Once you establish an environment of trust, where people can be open and vulnerable with one another, where their voices and ideas are heard and incorporated, and where they feel empowered and respected, then great achievements can be made.
What social causes are you passionate about?
Giving back and playing a part in the community has always been important to me. While there are many great causes out there, I have always been drawn to helping people in need. In the past, I have volunteered with Neighborhood Longhorns, Big Brothers Big Sisters and the Riordan Program.
Recently, I began working with CASA of Travis County, which provides services for children in the welfare and foster care program. CASA provides volunteer advocates that build deep relationships with the children and represent the child’s best interests throughout the court system, ensuring the children can reach the best possible outcomes. I am honored to be a part of this organization, and look forward to making a difference in many children’s lives.
What do you like to do in your spare time? Do you have any fun hobbies?
My favorite time of year is Texas Longhorn football season! It has been a tough 8 or 9 years, but I’m feeling confident that we are finally trending in the right direction, and will be competing at the highest level (hopefully for a championship) in the next year or so.
What’s the best advice you’ve ever received?

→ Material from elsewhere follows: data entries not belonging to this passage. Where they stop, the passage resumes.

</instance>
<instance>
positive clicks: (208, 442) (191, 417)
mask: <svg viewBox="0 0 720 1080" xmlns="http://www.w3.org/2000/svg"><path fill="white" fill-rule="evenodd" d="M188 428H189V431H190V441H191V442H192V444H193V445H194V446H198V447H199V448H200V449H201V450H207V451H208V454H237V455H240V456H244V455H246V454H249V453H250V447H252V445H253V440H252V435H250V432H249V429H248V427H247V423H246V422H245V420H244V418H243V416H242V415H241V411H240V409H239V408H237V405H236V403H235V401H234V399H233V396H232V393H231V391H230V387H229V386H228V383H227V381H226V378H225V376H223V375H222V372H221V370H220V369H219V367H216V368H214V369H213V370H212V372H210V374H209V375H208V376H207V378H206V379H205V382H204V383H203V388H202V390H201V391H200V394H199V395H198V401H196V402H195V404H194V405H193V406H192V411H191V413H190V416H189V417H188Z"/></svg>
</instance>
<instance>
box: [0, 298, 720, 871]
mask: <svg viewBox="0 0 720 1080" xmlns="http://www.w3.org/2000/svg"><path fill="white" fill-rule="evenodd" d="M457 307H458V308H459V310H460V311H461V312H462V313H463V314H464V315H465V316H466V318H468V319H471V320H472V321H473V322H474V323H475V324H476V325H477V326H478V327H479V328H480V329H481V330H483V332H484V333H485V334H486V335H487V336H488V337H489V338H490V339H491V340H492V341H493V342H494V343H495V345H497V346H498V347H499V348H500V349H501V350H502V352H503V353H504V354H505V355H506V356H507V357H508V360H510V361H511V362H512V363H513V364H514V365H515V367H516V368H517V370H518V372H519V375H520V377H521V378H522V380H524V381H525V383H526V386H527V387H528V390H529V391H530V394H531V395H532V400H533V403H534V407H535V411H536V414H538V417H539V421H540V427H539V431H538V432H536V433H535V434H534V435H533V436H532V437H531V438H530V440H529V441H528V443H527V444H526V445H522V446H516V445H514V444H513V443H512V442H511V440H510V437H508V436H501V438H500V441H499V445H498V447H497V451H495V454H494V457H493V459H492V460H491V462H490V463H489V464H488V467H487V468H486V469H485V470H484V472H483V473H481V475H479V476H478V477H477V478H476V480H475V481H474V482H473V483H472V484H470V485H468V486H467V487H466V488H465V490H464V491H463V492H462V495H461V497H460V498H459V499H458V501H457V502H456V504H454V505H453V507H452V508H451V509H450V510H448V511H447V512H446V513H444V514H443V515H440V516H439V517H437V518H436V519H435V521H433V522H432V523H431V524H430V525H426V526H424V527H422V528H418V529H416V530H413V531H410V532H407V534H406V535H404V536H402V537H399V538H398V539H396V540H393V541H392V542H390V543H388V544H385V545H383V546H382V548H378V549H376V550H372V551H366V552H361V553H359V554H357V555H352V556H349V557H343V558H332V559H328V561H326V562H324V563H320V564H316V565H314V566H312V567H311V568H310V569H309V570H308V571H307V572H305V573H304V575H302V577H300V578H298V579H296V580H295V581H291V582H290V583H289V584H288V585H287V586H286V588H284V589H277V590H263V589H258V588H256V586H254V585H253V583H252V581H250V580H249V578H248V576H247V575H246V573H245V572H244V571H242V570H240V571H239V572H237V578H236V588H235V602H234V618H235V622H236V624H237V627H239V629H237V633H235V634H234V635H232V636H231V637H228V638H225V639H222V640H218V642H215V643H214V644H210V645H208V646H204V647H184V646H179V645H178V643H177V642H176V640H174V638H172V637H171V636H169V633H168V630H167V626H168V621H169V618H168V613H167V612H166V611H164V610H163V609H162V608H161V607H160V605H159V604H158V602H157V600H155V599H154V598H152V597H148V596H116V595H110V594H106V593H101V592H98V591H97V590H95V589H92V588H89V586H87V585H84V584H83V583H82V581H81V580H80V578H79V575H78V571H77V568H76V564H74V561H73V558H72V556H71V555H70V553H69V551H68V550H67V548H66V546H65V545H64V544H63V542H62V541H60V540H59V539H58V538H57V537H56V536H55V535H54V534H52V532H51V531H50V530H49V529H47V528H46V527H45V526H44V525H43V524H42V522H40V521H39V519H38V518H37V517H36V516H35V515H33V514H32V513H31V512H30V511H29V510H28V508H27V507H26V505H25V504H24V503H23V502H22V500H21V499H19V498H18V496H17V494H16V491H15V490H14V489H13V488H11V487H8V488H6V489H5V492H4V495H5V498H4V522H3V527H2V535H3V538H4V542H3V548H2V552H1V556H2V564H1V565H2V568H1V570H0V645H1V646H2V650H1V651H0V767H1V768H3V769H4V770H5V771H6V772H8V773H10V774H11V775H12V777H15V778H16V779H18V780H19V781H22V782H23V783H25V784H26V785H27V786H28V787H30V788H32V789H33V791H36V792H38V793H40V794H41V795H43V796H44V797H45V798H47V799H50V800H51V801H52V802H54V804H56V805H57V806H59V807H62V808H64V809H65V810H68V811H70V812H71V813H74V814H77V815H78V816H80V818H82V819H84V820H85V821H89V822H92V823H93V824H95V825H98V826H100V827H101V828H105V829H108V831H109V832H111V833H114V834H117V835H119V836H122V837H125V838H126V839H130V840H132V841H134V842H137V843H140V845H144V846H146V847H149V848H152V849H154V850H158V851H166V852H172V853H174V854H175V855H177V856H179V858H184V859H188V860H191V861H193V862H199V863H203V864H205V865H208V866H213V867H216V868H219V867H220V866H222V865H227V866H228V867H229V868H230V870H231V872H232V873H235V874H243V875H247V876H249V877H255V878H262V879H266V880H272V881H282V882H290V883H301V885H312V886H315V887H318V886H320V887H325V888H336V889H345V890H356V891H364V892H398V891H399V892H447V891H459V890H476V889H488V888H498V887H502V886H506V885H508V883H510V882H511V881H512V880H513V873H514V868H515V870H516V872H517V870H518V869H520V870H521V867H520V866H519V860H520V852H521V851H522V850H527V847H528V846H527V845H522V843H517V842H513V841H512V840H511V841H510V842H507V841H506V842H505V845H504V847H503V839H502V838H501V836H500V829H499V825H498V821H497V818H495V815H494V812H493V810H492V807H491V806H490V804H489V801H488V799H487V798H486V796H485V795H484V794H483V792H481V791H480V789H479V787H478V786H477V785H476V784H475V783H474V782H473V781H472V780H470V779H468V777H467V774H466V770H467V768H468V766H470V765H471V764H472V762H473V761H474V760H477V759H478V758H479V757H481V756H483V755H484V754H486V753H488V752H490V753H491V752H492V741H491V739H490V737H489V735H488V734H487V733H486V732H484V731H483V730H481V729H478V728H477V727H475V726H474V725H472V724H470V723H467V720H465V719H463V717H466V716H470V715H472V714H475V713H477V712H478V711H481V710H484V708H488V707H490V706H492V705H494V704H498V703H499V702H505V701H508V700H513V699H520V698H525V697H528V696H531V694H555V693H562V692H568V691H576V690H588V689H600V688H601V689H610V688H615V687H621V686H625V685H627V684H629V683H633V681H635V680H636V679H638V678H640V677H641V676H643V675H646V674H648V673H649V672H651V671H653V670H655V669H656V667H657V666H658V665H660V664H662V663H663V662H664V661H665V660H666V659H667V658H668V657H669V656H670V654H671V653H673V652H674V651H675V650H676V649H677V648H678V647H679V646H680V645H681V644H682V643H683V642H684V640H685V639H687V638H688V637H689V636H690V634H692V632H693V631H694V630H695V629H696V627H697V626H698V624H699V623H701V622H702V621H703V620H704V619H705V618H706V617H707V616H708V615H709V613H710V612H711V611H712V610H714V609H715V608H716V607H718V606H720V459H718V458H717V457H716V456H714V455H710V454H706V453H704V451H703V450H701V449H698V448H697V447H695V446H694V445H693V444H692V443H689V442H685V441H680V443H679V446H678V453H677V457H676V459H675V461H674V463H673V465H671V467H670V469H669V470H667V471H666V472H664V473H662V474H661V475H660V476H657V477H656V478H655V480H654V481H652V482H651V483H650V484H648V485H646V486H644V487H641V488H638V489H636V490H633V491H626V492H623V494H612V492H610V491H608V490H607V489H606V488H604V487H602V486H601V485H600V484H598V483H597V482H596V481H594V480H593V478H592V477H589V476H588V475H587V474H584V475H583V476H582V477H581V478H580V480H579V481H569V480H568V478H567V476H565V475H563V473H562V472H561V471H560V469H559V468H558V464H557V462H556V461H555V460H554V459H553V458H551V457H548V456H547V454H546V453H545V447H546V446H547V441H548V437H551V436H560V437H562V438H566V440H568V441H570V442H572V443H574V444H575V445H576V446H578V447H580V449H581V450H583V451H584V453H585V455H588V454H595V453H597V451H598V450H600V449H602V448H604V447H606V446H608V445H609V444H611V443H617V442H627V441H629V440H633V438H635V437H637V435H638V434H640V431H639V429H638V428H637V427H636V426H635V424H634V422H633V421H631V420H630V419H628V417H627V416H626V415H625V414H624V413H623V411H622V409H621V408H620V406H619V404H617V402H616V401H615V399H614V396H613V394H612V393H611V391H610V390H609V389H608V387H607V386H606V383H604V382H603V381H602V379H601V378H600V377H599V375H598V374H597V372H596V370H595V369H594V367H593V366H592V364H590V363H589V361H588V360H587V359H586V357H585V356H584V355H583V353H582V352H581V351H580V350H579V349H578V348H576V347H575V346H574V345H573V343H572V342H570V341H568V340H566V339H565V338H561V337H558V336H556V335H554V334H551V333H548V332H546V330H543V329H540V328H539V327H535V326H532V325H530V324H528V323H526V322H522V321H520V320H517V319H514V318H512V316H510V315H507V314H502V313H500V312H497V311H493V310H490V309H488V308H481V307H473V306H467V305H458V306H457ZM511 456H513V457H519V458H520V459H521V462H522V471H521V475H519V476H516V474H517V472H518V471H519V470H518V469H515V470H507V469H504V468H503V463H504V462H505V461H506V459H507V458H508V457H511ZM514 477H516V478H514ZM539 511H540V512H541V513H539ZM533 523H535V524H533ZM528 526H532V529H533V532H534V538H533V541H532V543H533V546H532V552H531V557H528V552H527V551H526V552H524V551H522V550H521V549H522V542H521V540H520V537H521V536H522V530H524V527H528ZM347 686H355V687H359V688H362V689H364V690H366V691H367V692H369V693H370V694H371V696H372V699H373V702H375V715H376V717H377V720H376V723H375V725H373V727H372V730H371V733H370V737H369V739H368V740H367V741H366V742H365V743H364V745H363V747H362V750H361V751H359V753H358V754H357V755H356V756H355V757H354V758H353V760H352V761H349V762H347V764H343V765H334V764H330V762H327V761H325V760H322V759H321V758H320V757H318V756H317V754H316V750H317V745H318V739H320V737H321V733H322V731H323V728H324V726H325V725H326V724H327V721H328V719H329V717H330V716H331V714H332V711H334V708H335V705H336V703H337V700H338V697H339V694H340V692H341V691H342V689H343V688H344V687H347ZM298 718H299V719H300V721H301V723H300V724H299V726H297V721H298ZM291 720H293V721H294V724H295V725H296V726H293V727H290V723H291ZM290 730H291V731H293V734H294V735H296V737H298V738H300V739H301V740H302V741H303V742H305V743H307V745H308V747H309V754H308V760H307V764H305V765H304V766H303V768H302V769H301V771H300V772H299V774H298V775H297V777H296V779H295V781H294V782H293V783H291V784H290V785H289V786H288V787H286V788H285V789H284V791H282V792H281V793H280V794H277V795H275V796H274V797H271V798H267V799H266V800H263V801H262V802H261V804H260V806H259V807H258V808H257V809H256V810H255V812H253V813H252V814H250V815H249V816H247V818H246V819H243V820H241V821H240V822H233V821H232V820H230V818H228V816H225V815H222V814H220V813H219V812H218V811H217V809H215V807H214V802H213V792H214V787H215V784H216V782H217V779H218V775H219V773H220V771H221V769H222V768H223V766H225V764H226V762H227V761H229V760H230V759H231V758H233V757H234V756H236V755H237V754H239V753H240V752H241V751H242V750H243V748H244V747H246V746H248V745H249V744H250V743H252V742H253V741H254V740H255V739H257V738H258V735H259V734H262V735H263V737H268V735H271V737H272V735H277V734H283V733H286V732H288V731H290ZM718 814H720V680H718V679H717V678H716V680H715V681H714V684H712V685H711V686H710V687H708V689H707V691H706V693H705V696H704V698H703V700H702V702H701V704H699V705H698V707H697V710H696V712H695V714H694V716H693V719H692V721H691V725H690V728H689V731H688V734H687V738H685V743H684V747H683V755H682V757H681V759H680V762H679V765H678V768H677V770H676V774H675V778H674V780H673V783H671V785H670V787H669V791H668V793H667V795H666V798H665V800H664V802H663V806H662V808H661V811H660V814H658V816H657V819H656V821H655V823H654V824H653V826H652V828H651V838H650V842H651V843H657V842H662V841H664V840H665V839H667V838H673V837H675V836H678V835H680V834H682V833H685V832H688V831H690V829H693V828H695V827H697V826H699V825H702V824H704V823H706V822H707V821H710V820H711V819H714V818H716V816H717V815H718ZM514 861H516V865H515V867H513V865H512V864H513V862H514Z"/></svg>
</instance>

I hung this Teddy Roosevelt quote from the early 1900’s on my bathroom wall about a year ago. I first read it inside the book Daring Greatly by Brene Brown and it really resonated with me. It has been great to take a step back and read it every so often:
“It is not the critic who counts; not the man who points out how the strong man stumbles, or where the doer of deeds could have done them better. The credit belongs to the man who is actually in the arena, whose face is marred by dust and sweat and blood; who strives valiantly; who errs, who comes short again and again, because there is no effort without error and shortcoming; but who does actually strive to do the deeds; who knows great enthusiasms, the great devotions; who spends himself in a worthy cause; who at the best knows in the end the triumph of high achievement, and who at the worst, if he fails, at least fails while daring greatly, so that his place shall never be with those cold and timid souls who neither know victory nor defeat.”